Пока папа поторапливает Брэндона, я поджариваю пару яиц для Карлоса. Я слышу, как он спускается по лестнице, раньше, чем вижу его. На нем темно-синие джинсы, рваные на коленях, и черная футболка, которую как будто слишком часто носили и слишком часто стирали… но я могу себе представить, какой мягкой и удобной она от этого стала.

— Вот, — бормочу я, аккуратно ставя перед ним тарелку с яичницей и тостом и стакан свежевыжатого сока.

— Gracias. — Он медленно усаживается за стол, очевидно удивленный, что я приготовила ему завтрак.

Пока он ест, я загружаю посудомоечную машину и достаю из холодильника ланчи, которые моя мама заранее приготовила для нас. Когда спустя пару минут папа возвращается в кухню, с ним заходит и Алекс.
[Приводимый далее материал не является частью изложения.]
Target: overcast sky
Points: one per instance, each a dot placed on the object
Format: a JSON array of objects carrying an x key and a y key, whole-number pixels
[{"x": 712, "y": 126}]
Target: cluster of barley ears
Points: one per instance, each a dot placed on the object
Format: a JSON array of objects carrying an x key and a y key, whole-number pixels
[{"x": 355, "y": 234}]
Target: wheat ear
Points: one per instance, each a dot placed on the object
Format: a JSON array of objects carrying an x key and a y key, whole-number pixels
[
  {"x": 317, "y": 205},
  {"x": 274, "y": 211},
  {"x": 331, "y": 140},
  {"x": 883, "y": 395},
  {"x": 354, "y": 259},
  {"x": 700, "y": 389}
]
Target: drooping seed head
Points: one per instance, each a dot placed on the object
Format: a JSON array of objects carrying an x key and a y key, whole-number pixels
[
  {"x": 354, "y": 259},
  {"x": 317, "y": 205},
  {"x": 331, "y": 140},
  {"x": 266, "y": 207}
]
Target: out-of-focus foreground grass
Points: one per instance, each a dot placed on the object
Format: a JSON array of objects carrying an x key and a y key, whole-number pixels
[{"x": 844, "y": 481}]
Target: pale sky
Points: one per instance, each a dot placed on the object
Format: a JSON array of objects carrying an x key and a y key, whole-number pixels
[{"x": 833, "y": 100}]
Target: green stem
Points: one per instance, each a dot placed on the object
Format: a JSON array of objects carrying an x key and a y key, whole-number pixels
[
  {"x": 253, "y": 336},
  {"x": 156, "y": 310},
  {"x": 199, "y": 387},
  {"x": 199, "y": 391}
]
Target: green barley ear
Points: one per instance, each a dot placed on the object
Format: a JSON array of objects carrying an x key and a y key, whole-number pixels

— Доброе утро, братишка, — говорит он, опускаясь на стул рядом с Карлосом. — Готов к суду?

— Нет.

Я хватаю ключи от своей машины и школьный рюкзак, оставляя их наедине. Пока я еду в школу, гадаю, не стоило ли мне остаться там, чтобы в случае чего смягчить удар. Потому что микс из трех мужчин в одной комнате, особенно если двое из них — своенравные братья Фуэнтес, может быть взрывоопасным. Учитывая, что одного из них собираются заставить записаться в школьную программу реабилитации для малолетних преступников. Я могу гарантировать: когда они расскажут об этом Карлосу — он слетит с катушек. У моего бедного папы нет ни единого шанса.

19. Карлос

— ТАК ЧТО ты здесь делаешь? — снова спрашиваю я брата.

Я подозрительно смотрю на Вестфорда, сжимающего в руке чашку дымящегося кофе. Что-то явно не так.

— Алекс хотел присутствовать, пока я буду объяснять тебе, что предстоит нам сегодня. Мы попросим судью отпустить тебя под мою ответственность, но при этом ты обязан будешь стать участником специальной реабилитационной программы.

Я смотрю на свой недоеденный завтрак и швыряю в него вилку.

— Я думал, мы идем в суд просто для того, чтобы меня передали под вашу опеку. Теперь у меня чувство, что мне вот-вот завяжут глаза и дадут затянуться последней сигаретой.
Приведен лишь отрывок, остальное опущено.